Un cast di livello assoluto
Lo stesso creatore dello show, Kevin Williamson, in una intervista al sito “Collider”, si era detto sicuro di un prosieguo. Nella serie, va detto, in molti ci avevano creduto, selezionando un cast di livello assoluto, con lunghissime esperienze in altri telefilm: l”esotica’ Maggie Q, il ‘bellissimo’ Dylan McDermott, l’affascinante Mariana Klaveno (la triste quanto splendida vampira di “True Blood”), senza dimenticare l’attrice tedesca Elisabeth Röhm, una lunghissima esperienza in “Law & Order”. In aggiunta, nelle ultime puntate, compaiono altre due ‘star’ del calibro di Mira Sorvino (non c’è bisogno di presentazioni) e Phoebe Tonkin (nota al grande pubblico per “Vampire Diaries”).
Lo ‘stalking’ trattato senza sconti
“Stalker”, un ‘police procedural crime drama’ (nella dizione angolofona) dedicato, ovviamente, al fenomeno dello ‘stalking’, è intelligente e ben sviluppato nella sceneggiatura, con personaggi ben tratteggiati e con storie credibile. Vengono abilmente mischiate le vicende personali dei protagonisti (forse, effettivamente, fin troppo belli; si vorrebbe tutti terminare in una centrale di polizia se la media dei protagonisti reali fosse questa) a quelle dei casi su cui si trovano a lavorare durante lo svolgimento di ogni singolo episodio, il tutto sull’onda di una serie affascinante di ‘cover’ di grandi successi musicali degli anni ’80, opportunamente rallentate, soprattutto sul finale di episodio, per risaltare i momenti più drammatici.

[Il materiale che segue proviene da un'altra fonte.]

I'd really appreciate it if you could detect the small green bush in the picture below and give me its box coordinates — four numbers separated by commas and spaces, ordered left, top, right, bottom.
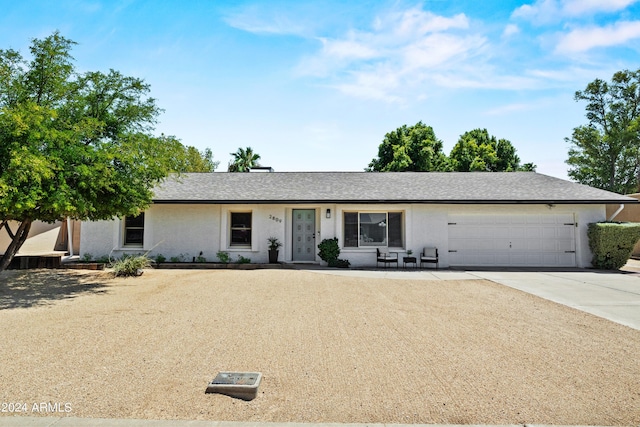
216, 251, 231, 264
111, 255, 151, 277
318, 237, 351, 268
236, 255, 251, 264
587, 222, 640, 270
193, 251, 207, 262
318, 237, 340, 264
96, 255, 110, 264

Chiusura improvvisa, meglio così
Ovviamente, anche in questo caso, ci sono degli inciampi. Uno invocato da parte del pubblico dissenziente, che ha addirittura lanciato una petizione online (poco seguita) per la cancellazione della serie a causa di una presunta superficialità nel trattare lo ‘stalking’. Personalmente, dopo avere visto tutti e venti gli episodi, non mi è parso assolutamente. Anzi, i personaggi scelti come ‘villain’ sono ben assemblati, forse fin troppo per il manicheo mondo dello spettacolo americano, abituato a ragionare per schemi preconcetti. L’episodio in cui la colpa dello ‘stalking’ si sposta dal presunto colpevole alla presunta vittima potrebbe avere irritato un certo tipo di benpensanti e segnato il destino della serie.
L’altro aspetto un po’ bizzarro di “Stalker” è che, da una struttura sommariamente episodica, in cui una storia si apre e si chiude nell’arco della puntata, nella sua parte finale diventa ‘serializzato’ senza spiegazioni, con l’introduzione forzata di alcuni personaggi che nulla aggiungono ma anzi tolgono alla freschezza della trama.
Il finale, insoluto, della prima stagione non lasciava insomma intravedere buoni auspici per la seconda. Forse la chiusura è stata la scelta migliore: ci permetterà di ricordare in maniera lieta una serie (quasi sempre) spumeggiante.